REPUBLIKA.CO.ID, JAKARTA -- Rapat Dewan Gubernur (RDG) Bank Indonesia (BI) yang dilakukan kemarin (13/2) memutuskan untuk mempertahankan BI rate pada 7,5 persen.
Sejak Juni 2013, suku bunga acuan tersebut telah naik sebesar 175 basis poin (bps). Alasan apa yang mendasari dipertahankannya BI rate bulan ini?
Deputi Gubernur BI Perry Warjiyo mengatakan, bauran kebijakan BI diarahkan untuk mengontrol inflasi dan mengarahkan defisit transaksi berjalan ke tingkat yang sehat. Namun di satu sisi BI harus menjaga stabilisasi agar dampak terhadap perlambatan pertumbuhan domestik tak terlalu besar.
Hasil dari bauran kebijakan yang telah diambil BI telah menunjukan penurunan yang lebih cepat. Defisit transaksi berjalan pada triwulan IV-2013 menurun tajam menjadi 1,98 persen dari PDB. Inflasi Januari sebesar 1,07 persen pun dianggap belum mengganggu pencapaian target inflasi 2014 sebesar 4,5 ± 1 persen.
Kendati inflasi dan defisit sudah cukup terkendali, dampak terhadap pertumbuhan ekonomi tidak terlalu besar. Pertumbuhan ekonomi 2013 sebesar 5,78 persen, di atas ekspektasi BI. "Kita mengawal inflasi turun dan defisit transaksi berjalan yang turun. Dengan bauran kebijakan yang kita tempuh, arahnya sudah mengarah ke sana sehingga kita katakan, sampai saat ini tidak ada keperluan untuk menambah gas lagi," ujar Perry.

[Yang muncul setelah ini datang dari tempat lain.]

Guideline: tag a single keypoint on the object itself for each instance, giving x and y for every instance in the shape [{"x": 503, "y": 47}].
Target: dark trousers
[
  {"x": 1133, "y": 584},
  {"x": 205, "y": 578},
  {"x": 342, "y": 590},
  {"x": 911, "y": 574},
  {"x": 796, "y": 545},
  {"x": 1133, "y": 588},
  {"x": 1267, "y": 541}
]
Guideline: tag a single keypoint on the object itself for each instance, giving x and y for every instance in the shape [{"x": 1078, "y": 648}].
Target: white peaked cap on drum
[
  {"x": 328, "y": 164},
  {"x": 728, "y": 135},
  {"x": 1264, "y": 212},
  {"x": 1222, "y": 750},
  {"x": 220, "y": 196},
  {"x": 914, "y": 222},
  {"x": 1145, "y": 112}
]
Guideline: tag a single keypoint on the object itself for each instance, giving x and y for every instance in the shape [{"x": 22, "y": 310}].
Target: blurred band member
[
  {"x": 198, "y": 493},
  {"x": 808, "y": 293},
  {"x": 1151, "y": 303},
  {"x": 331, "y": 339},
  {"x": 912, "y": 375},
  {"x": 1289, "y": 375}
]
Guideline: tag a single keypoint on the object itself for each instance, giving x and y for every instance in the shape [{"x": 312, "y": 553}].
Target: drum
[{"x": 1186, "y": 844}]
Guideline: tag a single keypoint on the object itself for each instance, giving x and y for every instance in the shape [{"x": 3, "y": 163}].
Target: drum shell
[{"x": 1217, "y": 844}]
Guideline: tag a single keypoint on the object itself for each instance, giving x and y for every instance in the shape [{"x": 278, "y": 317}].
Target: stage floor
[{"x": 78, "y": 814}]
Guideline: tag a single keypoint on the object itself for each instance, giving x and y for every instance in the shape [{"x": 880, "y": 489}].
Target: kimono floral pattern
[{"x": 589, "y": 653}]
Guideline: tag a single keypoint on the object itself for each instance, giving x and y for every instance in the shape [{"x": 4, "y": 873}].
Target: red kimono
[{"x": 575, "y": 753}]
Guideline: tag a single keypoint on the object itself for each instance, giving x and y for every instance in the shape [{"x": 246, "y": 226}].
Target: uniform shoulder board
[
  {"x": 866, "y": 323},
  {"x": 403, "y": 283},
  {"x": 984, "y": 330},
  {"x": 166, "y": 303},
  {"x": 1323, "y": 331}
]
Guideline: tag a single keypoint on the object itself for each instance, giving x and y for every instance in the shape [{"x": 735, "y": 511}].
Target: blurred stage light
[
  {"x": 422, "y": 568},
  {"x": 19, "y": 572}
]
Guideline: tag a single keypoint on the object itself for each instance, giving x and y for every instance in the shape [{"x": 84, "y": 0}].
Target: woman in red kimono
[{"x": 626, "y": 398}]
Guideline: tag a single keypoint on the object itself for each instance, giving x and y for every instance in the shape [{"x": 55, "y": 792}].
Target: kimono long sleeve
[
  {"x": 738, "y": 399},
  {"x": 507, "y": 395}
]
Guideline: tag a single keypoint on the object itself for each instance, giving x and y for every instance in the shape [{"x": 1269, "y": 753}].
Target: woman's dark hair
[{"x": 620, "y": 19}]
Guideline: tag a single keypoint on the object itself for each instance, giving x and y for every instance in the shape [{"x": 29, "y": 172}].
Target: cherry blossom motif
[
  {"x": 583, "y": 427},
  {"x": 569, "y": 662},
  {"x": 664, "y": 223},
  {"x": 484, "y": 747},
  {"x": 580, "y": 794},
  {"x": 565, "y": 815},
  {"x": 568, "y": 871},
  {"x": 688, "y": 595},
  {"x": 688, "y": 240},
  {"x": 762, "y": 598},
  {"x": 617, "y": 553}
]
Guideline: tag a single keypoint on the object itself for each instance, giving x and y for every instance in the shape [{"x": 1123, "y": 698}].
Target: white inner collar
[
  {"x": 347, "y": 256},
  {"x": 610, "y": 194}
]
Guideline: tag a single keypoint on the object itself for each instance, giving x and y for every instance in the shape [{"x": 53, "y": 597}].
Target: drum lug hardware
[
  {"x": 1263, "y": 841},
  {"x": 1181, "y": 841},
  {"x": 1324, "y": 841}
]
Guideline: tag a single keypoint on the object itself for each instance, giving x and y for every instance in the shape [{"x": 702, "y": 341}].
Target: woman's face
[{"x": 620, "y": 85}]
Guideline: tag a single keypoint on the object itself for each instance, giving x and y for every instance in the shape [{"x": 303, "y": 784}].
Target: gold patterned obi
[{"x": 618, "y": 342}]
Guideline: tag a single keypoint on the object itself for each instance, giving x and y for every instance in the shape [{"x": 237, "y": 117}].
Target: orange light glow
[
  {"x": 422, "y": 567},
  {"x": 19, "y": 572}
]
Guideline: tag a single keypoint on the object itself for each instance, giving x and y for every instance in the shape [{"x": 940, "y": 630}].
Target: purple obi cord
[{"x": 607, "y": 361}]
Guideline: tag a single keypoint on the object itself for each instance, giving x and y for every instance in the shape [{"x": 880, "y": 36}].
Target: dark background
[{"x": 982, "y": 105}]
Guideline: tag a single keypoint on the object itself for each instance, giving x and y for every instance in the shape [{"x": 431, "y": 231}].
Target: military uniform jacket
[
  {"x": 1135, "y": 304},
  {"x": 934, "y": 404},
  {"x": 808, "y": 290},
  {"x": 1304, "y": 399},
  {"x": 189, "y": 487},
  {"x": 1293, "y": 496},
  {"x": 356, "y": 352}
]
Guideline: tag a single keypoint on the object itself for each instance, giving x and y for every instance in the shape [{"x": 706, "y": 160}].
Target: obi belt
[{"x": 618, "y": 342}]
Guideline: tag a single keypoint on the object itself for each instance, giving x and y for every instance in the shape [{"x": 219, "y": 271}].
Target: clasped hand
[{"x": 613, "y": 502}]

Perry yakin tren penurunan defisit transaksi berjalan akan berlanjut pada 2014. Pasalnya, ekspor nonmigas membaik karena permintaan Jepang dan AS meningkat. Harga barang-barang ekspor Indonesia seperti tekstil, produk kimia dan mesin peralatan tercatat menggembirakan.

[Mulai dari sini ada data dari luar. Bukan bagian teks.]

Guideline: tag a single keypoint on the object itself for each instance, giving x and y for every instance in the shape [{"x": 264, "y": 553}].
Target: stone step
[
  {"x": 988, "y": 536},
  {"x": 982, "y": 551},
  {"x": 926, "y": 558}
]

"Ini memperkuat keyakinan kita defisit akan menurun meskipun scara kuartal ke kuartal ada musimnya. Kuartal 1 rendah. Kuartal 2 tinggi. Lalu menurun di kuartal 3 dan 4," ujarnya.
Mengenai kebijakan bulan depan, Perry mengatakan BI akan terus memantau. Ia mengaku tidak bisa memprediksi apa yang akan terjadi ke depannya. Salah satu yang akan dipantau adalah kebijakan Bank Sentral AS, Federal Reserve.
Pemantauan dilakukan agar inflasi dapat mencapai target dan defisit transaksi berjalan dapat ditekan hingga 2 persen dari PDB.